I have recently started using the Developer Preview of Apple OS X 10.7 (Lion) and have been surprised by the huge advances in the operating system and in particular with Apple’s own web browser – Safari. In many respects it has become an internet client more than an internet browser. With the advent of HTML5 and Apple’s well-known adversity towards Adobe Flash it seems that web browsers (including Firefox and Chrome) are now basically the place where a full day’s work can be done.
The impact of this never ending rush towards cloud computing and HTML in particular is both a good and bad thing.
For us as users it means that we can more or less turn up to any computer in the world and get access to the things we use on our laptops, tablet or home computers. No longer are we chained to using a bespoke or proprietary client application to access some specific business application.
For IT departments in organisations they no longer have to maintain complicated pre-built images for desktop computers and rolling out updates to client applications is no longer a six-month project and a major undertaking.
The downside to this innovation is of course the dependency on network. If you’re not connected you’re not working. OK, getting connected is easier than ever but for those of us who grew up marvelling at the ability of a computer to talk down a telephone line to another computer at apparently dazzling speeds, the concept of always requiring a network connection to do anything seems downright wasteful. And that’s not to consider the fact that processor speeds are always going up, RAM on board is always greater yet the one thing that seems to throttle our experience is beyond most of our control – the speed of our internet connection. It’s like having a Bugatti Veyron and driving it around school zones – sure it’s nice to sit in, but a bit of a waste when you can only do 20 mph.
Coming back to the Mac for a moment, but it is true of Linux and Windows, the new operating system from Apple is documented as not including a java virtual machine (or a flash plugin).
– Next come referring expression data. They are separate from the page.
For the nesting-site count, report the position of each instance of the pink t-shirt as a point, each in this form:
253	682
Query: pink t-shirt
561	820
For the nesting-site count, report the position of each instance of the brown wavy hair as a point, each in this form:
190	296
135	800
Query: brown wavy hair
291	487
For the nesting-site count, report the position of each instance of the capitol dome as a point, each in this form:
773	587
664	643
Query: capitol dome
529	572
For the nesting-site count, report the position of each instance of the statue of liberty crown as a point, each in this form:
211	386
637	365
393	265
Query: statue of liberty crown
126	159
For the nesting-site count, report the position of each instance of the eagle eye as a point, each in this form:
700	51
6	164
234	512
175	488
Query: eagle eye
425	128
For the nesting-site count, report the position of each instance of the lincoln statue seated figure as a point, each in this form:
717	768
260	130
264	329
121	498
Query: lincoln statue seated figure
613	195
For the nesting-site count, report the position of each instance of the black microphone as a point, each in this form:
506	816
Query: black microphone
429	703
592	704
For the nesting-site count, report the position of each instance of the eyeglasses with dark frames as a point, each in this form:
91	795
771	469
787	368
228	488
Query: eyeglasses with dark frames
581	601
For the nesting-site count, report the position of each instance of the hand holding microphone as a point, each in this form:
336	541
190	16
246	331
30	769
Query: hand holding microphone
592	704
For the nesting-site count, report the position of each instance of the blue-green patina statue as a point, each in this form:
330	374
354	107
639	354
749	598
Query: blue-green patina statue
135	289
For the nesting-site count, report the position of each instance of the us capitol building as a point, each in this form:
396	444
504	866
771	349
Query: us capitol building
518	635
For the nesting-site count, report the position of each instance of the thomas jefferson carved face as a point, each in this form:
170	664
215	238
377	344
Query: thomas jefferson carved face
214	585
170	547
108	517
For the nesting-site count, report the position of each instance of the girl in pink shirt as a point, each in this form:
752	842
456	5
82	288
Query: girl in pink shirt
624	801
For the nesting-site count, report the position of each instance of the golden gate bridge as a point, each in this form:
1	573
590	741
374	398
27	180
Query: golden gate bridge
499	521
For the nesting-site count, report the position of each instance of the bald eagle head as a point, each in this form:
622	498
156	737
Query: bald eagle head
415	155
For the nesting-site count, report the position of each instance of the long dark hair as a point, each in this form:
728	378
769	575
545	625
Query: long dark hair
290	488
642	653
Both of these can be downloaded but clearly Mr Jobs has decided to follow suit with the others (who never included it anyway) that code like Java is outmoded for desktop computers and is something which is consigned to developers who will run it as part of an application on a server.
This brings into sharp focus, therefore, IBM’s decision to use the Eclipse framework for the Notes client. Underneath all of the IBMness is a java virtual machine (or several if you’re running Sametime Connect and Symphony too). On the Mac this is well know to be slow and very un-Mac-like. Lotus Notes on the Mac sticks out like a sore thumb from any other application on the platform. Although IBM have gone to enormous lengths to make it look like other Notes clients out there it is still very slow, prone to crash and consumes enormous amounts of RAM.
So with all these innovations in browsers (including full screen mode for Safari – hooray), the disappearance or non-existence in the base operating systems of Java and the poor user experience performance-wise of the Notes client, is it time to abandon our native client and move to a browser solution?
GBS have recently announced their latest iteration of their Transformer application which converts Notes databases into XPages applications and therefore browser-based solutions. IBM’s own efforts are clearly heading towards a browser world with the latest release of Sametime 8.5.2 providing client-less presence awareness and meetings. Indeed the whole Project Vulcan offering from IBM uses HTML not a Notes client.
If there is anyone out there who has not experienced iNotes 8.5.2 as a possible contender to their Notes client experience then I strongly urge them to consider it. You will find it responsive, complete and a joy to use. When you ask your admin to implement Transformer to convert those long-loved Notes apps to a browser and implement Single Sign On across your server estate you will wonder why you ever bothered installing software on your computer.
The only question remaining for you will be what you will do with your Bugatti Veyron of a computer on a ropey 3G internet connection at that airport!